5. Par une décision du 6 novembre 2024, la Cour nationale du droit d’asile a reconnu la qualité de réfugiées à Mme B F C et à Mme G C, respectivement nées en en Sierra-Leone les 28 novembre 2014 et 3 août 2019. Mme D A, née le 28 juillet 1992, et M. E C, né le 3 août 1986, tous deux de nationalité sierra-léonaise, ont déposé les 28 et 29 novembre 2024 des demandes de titre de séjour en qualité de parents de réfugiés. Il ressort des pièces du dossier que le 20 février 2025, les requérants ont été invités à fournir l’acte de naissance de leur enfant et qu’en réponse, ils ont communiqué le 18 mars 2025 leur attestation de demandeur d’asile. Ainsi, les requérants n’ont pas communiqué aux services de la préfecture une copie intégrale d’acte de naissance ou les documents d’état civil établis ou authentifiés par l’OFPRA, tels que mentionnés à l’annexe 10 au code de l’entrée et du séjour des étrangers et du droit d’asile, auquel renvoie l’article R. 431-11 du même code, ni même l’attestation mentionnée à l’article D. 561-12 du même code. La seule production de la décision de la Cour nationale du droit d’asile ne suffit pas à établir la filiation entre Mme B F C et à Mme G C d’une part, et Mme D A et M. E C d’autre part. Par suite, l’absence de production de l’un des documents mentionnés au point 39 de l’annexe 10 au code de l’entrée et du séjour des étrangers et du droit d’asile, ainsi que le défaut de demande et de communication de l’attestation mentionnée à l’article D. 561-12 du même code rendent impossible l’instruction de leur demande de délivrance de titre de séjour. Dès lors, il n’y a pas lieu de faire droit à la demande des requérants tendant à la délivrance d’une attestation de prolongation de l’instruction en application de l’article R. 431-15-2 du code de l’entrée et du séjour des étrangers et du droit d’asile. Par suite, les conclusions à fin d’injonction présentées par Mme A et M. C doivent être rejetées selon la procédure prévue à l’article L. 522-3 du code de justice administrative.
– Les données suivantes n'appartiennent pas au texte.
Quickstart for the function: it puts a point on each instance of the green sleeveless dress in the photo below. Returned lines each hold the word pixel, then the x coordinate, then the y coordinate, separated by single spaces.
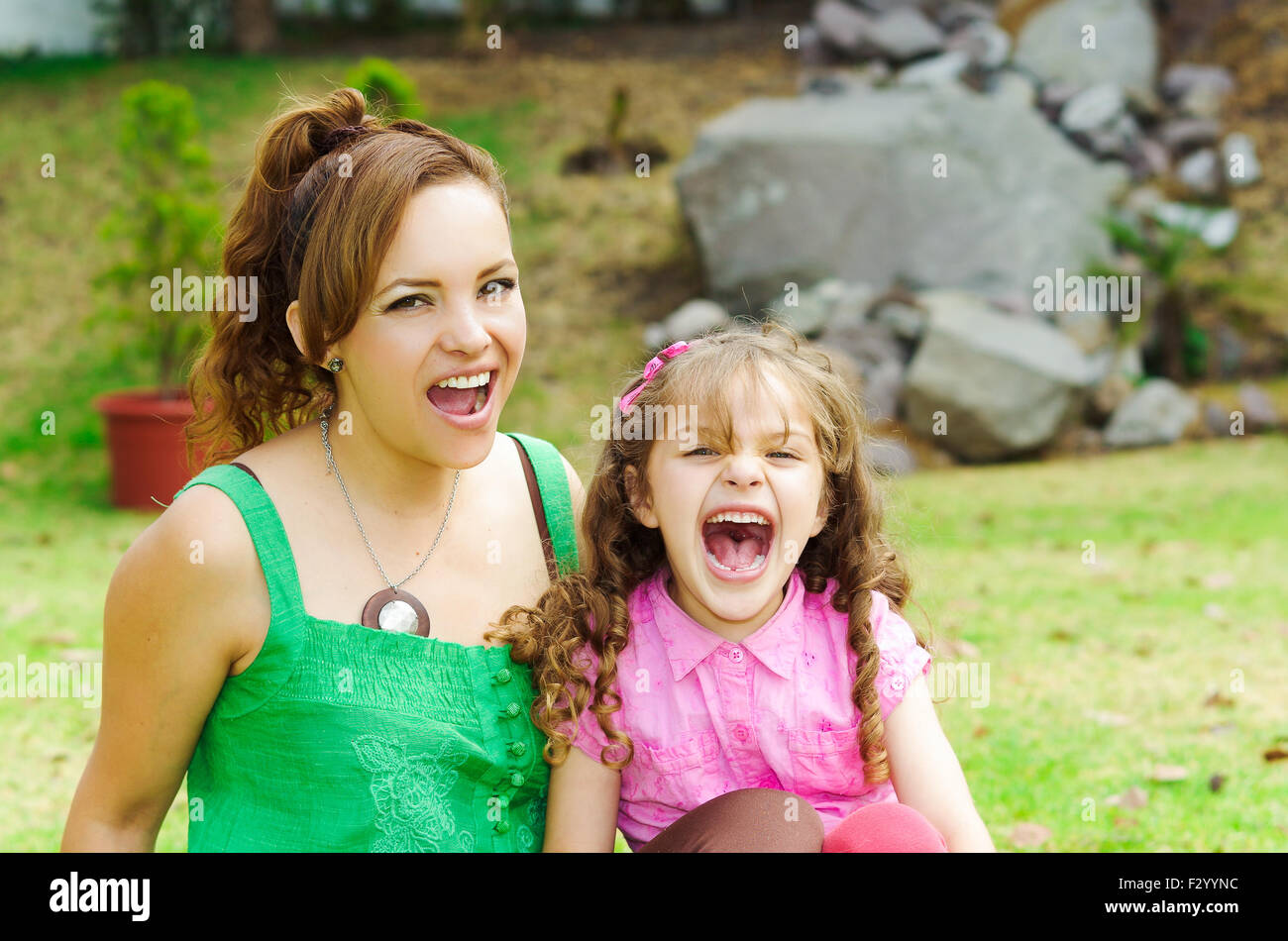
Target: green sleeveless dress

Sur les conclusions présentées sur le fondement de l’article L. 761-1 du code de justice administrative :
6. Les dispositions de l’article L. 761-1 du code de justice administrative font obstacle à ce que soit mise à la charge de l’Etat, qui n’est pas partie perdante dans la présente instance, la somme dont Mme A et M. C demandent le versement au titre des frais exposés et non compris dans les dépens.
O R D O N N E :
Article 1er : Mme D A et M. E C sont admis au bénéfice de l’aide juridictionnelle provisoire.
Article 2 : Le surplus de la requête n° 2501799 est rejeté.
Article 3 : La présente ordonnance sera notifiée à Mme D A, à M. E C, à Me Valay et au préfet de la Gironde.
Fait à Bordeaux, le 14 avril 2025.
La juge des référés,
N. Gay
La République mande et ordonne au préfet de la Gironde en ce qui le concerne, ou à tous les commissaires de justice à ce requis en ce qui concerne les voies de droit commun contre les parties privées, de pourvoir à l’exécution de la présente décision.